第36話 7-5

 江住とのやり取りを終えて、振り返ると、他のみんなは新たに得られた情報を元に思案顔になっていた。白髪男性が時任の顔を見ながら口を開く。

「あなたの推測が当たっているとしたら、スキップの回数が比嘉さんより劣る我々には、彼を下手に追い掛けても意味がないことになりそうだ。妨害工作をしても、上書きで対処される」

「僕達が協力し合えば相手を上回れますが、比嘉さん一人を全員で潰す意味もありませんしね。比嘉さんは比嘉さんなりに勝算ありと踏んで、スキップした訳だ」

 高校生風男子が補足する。さらに重ねて、今度は女子の方が結論めいた話でだめを押す。

「ていうことは、あのおじさんに関しては放置がベスト? 追い掛けて、知る権利をスキップの権利と交換する話を持ち掛けたとしても、応じる理由が向こうにはもうないし」

「そのようね」

 ドレスの女性が気だるげに言った。

「じゃあどうする? 残った私達で争う? その挙げ句、比嘉って人が労せずして漁夫の利を得るかもしれないけれども」

「確かに、争うのは無駄かな。比嘉さんがすんなり勝ち抜く可能性が出て来た状況下で、五人だけで争って自分に有利な状況を作れたとしても、たいした意味はないでしょう。運を天に任せて二十四時間ぎりぎりでのスキップをし、ブービーを狙う方が建設的ってもの」

 男子高校生風が言うのへ、白髪男性が今思い付いたという体で、右手の人差し指をぴんと立てた。

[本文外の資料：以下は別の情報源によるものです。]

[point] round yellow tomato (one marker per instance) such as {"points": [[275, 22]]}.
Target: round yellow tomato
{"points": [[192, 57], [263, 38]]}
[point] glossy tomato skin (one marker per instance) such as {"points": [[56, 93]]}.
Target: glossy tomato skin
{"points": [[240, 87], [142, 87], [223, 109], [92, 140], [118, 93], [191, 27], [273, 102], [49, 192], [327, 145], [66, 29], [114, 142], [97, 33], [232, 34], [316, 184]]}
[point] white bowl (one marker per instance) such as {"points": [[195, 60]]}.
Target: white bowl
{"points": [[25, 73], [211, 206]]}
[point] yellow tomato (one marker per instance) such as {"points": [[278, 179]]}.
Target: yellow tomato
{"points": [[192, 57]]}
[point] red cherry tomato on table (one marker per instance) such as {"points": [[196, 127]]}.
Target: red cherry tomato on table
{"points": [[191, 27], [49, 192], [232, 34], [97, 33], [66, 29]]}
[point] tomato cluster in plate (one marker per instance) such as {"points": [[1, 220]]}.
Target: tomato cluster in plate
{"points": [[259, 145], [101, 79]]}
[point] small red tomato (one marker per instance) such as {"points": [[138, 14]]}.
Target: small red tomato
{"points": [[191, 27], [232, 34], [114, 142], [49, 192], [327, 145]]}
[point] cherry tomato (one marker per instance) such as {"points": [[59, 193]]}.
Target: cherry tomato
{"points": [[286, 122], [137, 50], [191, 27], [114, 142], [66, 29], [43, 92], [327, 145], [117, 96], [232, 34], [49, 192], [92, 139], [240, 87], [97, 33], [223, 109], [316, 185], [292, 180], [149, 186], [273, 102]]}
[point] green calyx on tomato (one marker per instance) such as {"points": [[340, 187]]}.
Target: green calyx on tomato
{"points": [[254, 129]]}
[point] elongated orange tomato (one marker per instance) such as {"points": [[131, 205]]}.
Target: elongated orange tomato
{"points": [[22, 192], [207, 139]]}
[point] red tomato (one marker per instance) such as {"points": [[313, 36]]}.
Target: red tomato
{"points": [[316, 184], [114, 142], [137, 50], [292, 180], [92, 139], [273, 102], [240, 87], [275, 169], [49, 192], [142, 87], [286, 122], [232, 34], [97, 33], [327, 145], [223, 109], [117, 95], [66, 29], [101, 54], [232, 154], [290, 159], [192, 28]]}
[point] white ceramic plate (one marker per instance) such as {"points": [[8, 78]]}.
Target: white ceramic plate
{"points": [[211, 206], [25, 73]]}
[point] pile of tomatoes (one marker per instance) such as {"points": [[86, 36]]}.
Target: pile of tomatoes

「我々の競争が運任せになってもいいのであれば、そのついでに比嘉氏を出し抜く方法があるね」

「へえ、どんな?」

「今からこの五人で同時にスキップして、それぞれいるべき場所に戻るのだよ。そうすれば比嘉氏は一人取り残され、最下位になる。そうして我々の中の誰か一人が、運によって下から二番目になる」

「ははあ……二十四時間待つ必要はないと。確かにその方法を実行すれば、比嘉さんは確実に最下位だろうなあ。しかし、僕らが同時にスキップするというのはどうですかね。誰かが裏切って、ワンテンポ遅くスキップしやしないかと、疑心暗鬼になるのは目に見えているような」

「そうなのだよ。いくら公平ならいい、運に任せると口では言っても、目の前に出し抜くチャンスが転がっていればそれに飛びつきたくなるものだろうし。この計画は現実味が薄い」

「ではどうします?」

「各々が自由に過ごすしかないと思うが」

「しかし、スキップの回数に余裕がある人に、自分の行き先を握られていたら不安が募りますよ」

「そこまで気に病む必要があるかね? こうして穏やかに会話しているが、我々は敵同士、控えめに言ってもライバルだ。それも運命が懸かった勝負の。腹の探り合いにも疲れた。そろそろ切り上げて、本音で語った方がいいのではないかと思う」

「じいさんの言う本音って?」

 女子高校生風が口を挟む。その表情を見ると、腹を割っての議論になるのを待っていたかのようにも思えた。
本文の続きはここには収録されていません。